Consider apps’ privacy risks

A plethora of smartphone apps promise to promote mental health, manage diabetes, monitor cardiac indicators, or track whether patients are sticking to physical-therapy regimens. However, such apps may create some liability for physicians, explained John Torous, MD, director of digital psychiatry at Beth Israel Deaconess Medical Center at Harvard Medical School, in an exclusive interview with MDLinx.

“When you’re recommending or discussing apps, you may not be aware of the privacy holes these apps entail,” he said. “We may not be thinking about whether they are safe or effective or whether they are protecting patient data. These are issues we haven’t had to think about before.”

Federal rules forbidding disclosure of protected health information under HIPAA (Health Insurance Portability and Accountability Act) often don’t apply to the highly personal information collected by healthcare apps, according to a recent review of mental health apps by Consumer Reports. That’s because the software companies that create them aren’t covered entities under the law. 

A recent Federal Trade Commission settlement and class-action lawsuit against the popular period and fertility-tracking app, Flo, illustrates the privacy risks posed by health apps. According to complaints, Flo secretly collected millions of users’ personal information—including home address and location information, weight, and when they were menstruating, having sex, or pregnant, among other personal details. Flo then sold the data to third-party data collectors so they could target users with behavioral advertising across all their devices. What’s more, Flo did not limit how the data could be used. This was despite Flo’s user agreement that stated user’s personal data would only be shared for the purpose of operating and servicing the app.
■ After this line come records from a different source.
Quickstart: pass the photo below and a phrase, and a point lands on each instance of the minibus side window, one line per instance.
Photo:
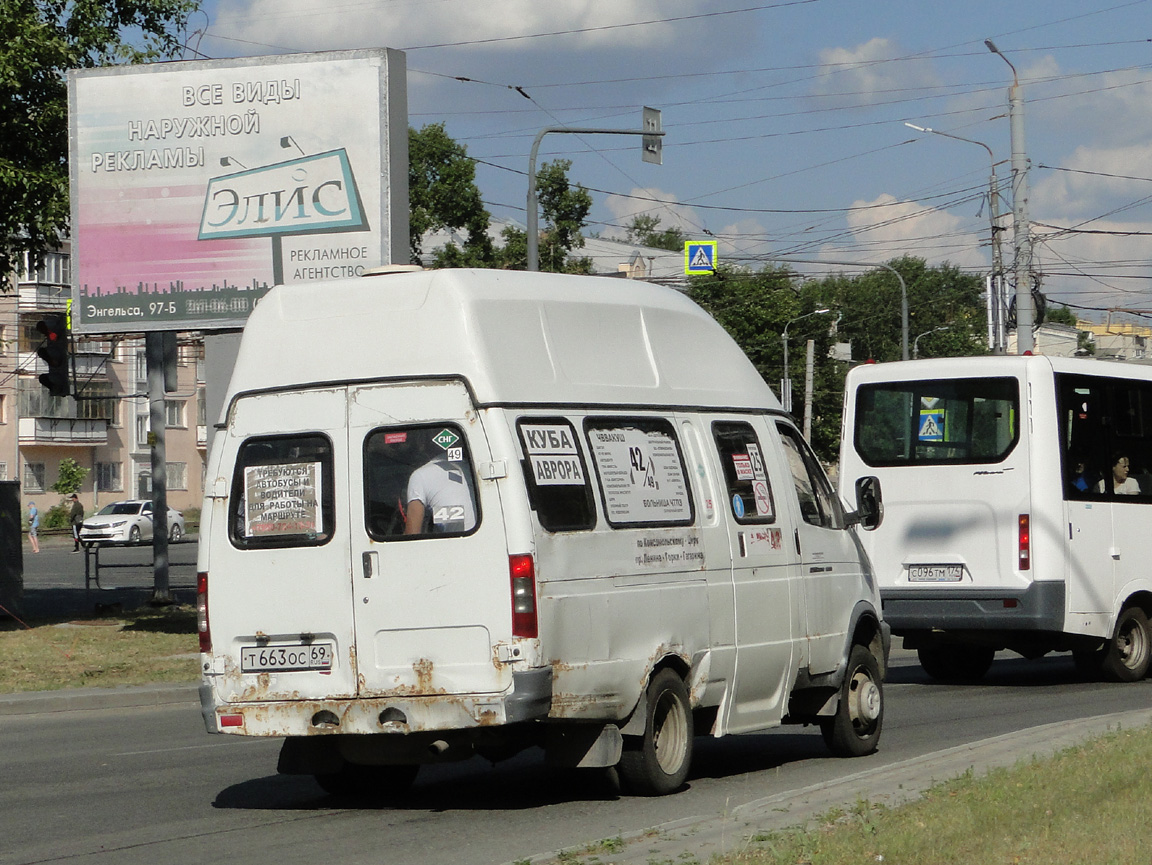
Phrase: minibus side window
(641, 471)
(1106, 437)
(749, 492)
(418, 483)
(818, 503)
(282, 493)
(559, 487)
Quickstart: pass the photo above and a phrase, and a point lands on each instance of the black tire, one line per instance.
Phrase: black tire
(657, 763)
(1127, 654)
(855, 729)
(954, 662)
(376, 783)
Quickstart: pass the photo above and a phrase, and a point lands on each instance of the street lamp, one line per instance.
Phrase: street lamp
(997, 304)
(786, 381)
(1021, 235)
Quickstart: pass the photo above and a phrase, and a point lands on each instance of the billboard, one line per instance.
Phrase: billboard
(198, 186)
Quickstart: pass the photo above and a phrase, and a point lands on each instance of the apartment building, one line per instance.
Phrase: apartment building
(106, 430)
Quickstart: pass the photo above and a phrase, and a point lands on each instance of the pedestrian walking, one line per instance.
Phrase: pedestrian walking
(76, 517)
(33, 526)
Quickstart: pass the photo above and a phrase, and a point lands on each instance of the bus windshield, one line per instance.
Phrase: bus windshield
(937, 422)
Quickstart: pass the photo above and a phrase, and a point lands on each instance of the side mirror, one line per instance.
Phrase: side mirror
(869, 511)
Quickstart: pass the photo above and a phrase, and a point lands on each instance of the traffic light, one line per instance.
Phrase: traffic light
(54, 351)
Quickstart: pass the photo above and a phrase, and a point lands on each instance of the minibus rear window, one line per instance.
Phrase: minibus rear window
(559, 487)
(937, 422)
(641, 471)
(418, 483)
(282, 493)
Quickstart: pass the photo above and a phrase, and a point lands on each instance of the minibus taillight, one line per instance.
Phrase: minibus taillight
(202, 611)
(523, 596)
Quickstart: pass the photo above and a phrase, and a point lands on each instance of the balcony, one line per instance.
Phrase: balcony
(43, 297)
(62, 431)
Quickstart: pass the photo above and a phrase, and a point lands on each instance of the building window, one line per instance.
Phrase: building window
(55, 270)
(176, 476)
(97, 402)
(141, 371)
(33, 477)
(108, 478)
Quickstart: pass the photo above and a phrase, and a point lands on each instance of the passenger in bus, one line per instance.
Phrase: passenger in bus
(1121, 484)
(1082, 478)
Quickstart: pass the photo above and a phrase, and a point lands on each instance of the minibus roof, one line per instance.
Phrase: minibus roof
(515, 336)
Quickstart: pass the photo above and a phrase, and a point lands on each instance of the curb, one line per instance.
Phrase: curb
(78, 699)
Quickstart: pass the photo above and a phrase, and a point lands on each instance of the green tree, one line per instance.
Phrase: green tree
(39, 42)
(70, 477)
(643, 229)
(442, 195)
(565, 209)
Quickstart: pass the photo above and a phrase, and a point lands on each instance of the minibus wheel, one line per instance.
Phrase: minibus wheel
(1127, 655)
(657, 763)
(368, 782)
(855, 729)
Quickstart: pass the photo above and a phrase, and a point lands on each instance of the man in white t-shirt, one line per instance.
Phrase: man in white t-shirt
(439, 488)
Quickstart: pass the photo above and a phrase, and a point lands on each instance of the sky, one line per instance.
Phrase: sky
(786, 121)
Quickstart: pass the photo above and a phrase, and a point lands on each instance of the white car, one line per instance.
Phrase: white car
(127, 522)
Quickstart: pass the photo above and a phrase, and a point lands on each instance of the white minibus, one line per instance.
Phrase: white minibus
(1017, 507)
(457, 513)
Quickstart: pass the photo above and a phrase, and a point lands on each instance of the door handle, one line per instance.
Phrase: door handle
(371, 562)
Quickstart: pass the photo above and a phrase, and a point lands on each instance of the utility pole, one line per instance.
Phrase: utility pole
(1021, 225)
(995, 291)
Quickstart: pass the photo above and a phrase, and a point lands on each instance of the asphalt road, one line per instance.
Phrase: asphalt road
(148, 784)
(55, 586)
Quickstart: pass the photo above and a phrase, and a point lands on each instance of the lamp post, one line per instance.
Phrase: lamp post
(997, 301)
(786, 381)
(1021, 234)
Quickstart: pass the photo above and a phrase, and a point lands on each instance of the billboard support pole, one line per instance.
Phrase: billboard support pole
(153, 354)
Look under the hood of smartphone apps

“Healthcare-related apps as a class have very convincing marketing, so sometimes it's hard to understand what an app is really doing. Are they providing medical or clinical services, or is it merely a ‘wellness device?’” Torous said. “Apps that use the former term are putting you on notice that they aren’t proven to diagnose or treat any condition and are not tied to any medical or clinical outcome.” 

Torous recommends that doctors do a quick scan of an app’s legal fine print for waivers of medical or clinical liability. “Keep in mind that about 90% of people who download health apps abandon them within a week or less,” he added. 

The US Department of Veterans Affairs provides free, evidence-based clinical apps, which are available to treat a variety of conditions, he said. “Keep in mind you really can’t outsource effective care to an app. The best health apps involve both the clinician—as well as the patient—working in partnership for better health outcomes.”

Set reasonable expectations

Contacting a patient outside of work hours on a personal smartphone entails some risk, Torous said. “It may create a legal expectation on the part of the patient of constant contact, that a doctor is available 24 hours a day,” he said. Physicians can be proactive in this area by setting clear boundaries regarding what doctors can and cannot do surrounding communications, response times, and protocols. “Patients are generally respectful, but it’s important to establish boundaries of communication. In an emergency, you don’t want their first call to be to you, and to delay emergency care.” A good time to do this is during the first patient appointment.

Make sure you’re licensed to practice

The popularity of using personal devices for telehealth services has soared in the past year, but could result in physicians unintentionally practicing without a license. “Using a smartphone you can call patients or conduct virtual visits very easily in a different state,” Torous said. “But you might not stop to think whether you’re licensed to practice there.” During the COVID-19 pandemic, most states relaxed or waived licensing requirements for telehealth, according to a report by the Federation of State Medical Boards. Now, many of those waivers are set to expire.